One Stream, Two Very Different Destinations
Karma treats anything that emits changes — databases, infrastructure tools, metrics, logs, file drops — as a CDC-like source.
All of these sources are normalized into a common event envelope and published to Kafka (events.normalized
).
From there, the normalized stream can be consumed by multiple sinks — but ClickHouse and a Graph DB have such different needs that they get separate pipelines.
Why Separate Pipelines?
1. Different Data Models
- ClickHouse: flat, append-only tables; perfect for large-scale time-series analytics, baselines, and aggregations.
- Graph DB: nodes, edges, and relationship properties; built for traversals, lineage, and dependency analysis.
2. Independent Scaling
- The ClickHouse sink might handle millions of events per minute in batch inserts.
- The Graph DB sink might process fewer events but do heavier transformations (merging nodes, recalculating edges).
- Each can scale up or down without affecting the other.
3. Different Connectors
- ClickHouse: Kafka Connect sink, Kafka table engine.
- Graph DB: native streaming ingest (Neo4j Kafka Connect, Neptune Streams, JanusGraph with Gremlin).
- Keeping them separate avoids coupling unrelated logic.
4. Easier Experimentation
- You can evolve your graph schema without touching the main ledger.
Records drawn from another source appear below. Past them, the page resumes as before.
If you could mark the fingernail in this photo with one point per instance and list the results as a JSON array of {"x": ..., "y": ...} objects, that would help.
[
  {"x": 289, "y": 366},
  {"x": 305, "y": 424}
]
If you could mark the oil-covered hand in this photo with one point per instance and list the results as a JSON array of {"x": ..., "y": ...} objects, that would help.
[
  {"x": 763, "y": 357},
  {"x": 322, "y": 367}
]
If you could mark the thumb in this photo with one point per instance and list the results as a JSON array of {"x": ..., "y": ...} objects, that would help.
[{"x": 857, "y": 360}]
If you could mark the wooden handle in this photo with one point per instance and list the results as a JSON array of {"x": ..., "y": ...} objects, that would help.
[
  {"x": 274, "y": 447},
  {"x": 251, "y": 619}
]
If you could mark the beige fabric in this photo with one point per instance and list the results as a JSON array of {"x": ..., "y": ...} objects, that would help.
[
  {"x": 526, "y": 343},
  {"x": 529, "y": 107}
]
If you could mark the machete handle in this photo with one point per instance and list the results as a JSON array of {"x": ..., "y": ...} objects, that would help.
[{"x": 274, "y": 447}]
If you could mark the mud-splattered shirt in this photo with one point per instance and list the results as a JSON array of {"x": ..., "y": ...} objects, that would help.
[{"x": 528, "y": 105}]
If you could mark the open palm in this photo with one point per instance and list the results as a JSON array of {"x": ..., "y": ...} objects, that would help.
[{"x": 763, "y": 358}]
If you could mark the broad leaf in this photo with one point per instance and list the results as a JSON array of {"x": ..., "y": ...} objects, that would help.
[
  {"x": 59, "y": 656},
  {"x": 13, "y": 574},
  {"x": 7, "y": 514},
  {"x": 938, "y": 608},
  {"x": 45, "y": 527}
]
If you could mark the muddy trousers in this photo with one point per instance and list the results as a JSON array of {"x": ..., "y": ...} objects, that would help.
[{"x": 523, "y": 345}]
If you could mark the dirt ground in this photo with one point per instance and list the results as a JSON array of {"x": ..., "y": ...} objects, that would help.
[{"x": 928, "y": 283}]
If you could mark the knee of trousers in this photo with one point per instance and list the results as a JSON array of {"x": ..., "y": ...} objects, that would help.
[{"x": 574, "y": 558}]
- You can temporarily disable graph ingestion without losing ClickHouse history.
The Karma Pattern
Real-World Graph DB Use Cases in Karma
-
Root cause tracing: traverse dependencies to see what led to an anomaly.
-
Impact analysis: predict what will break if a service fails.
-
State machine modeling: track transitions and detect unexpected states.
-
Multi-hop alerts: notify based on cascading effects, not just single metrics.
When to Skip the Graph DB
-
If your needs are limited to metrics, baselines, and statistical anomaly detection, ClickHouse alone may suffice.
-
Graph DB makes sense when relationships and path-dependent reasoning are core to the problem.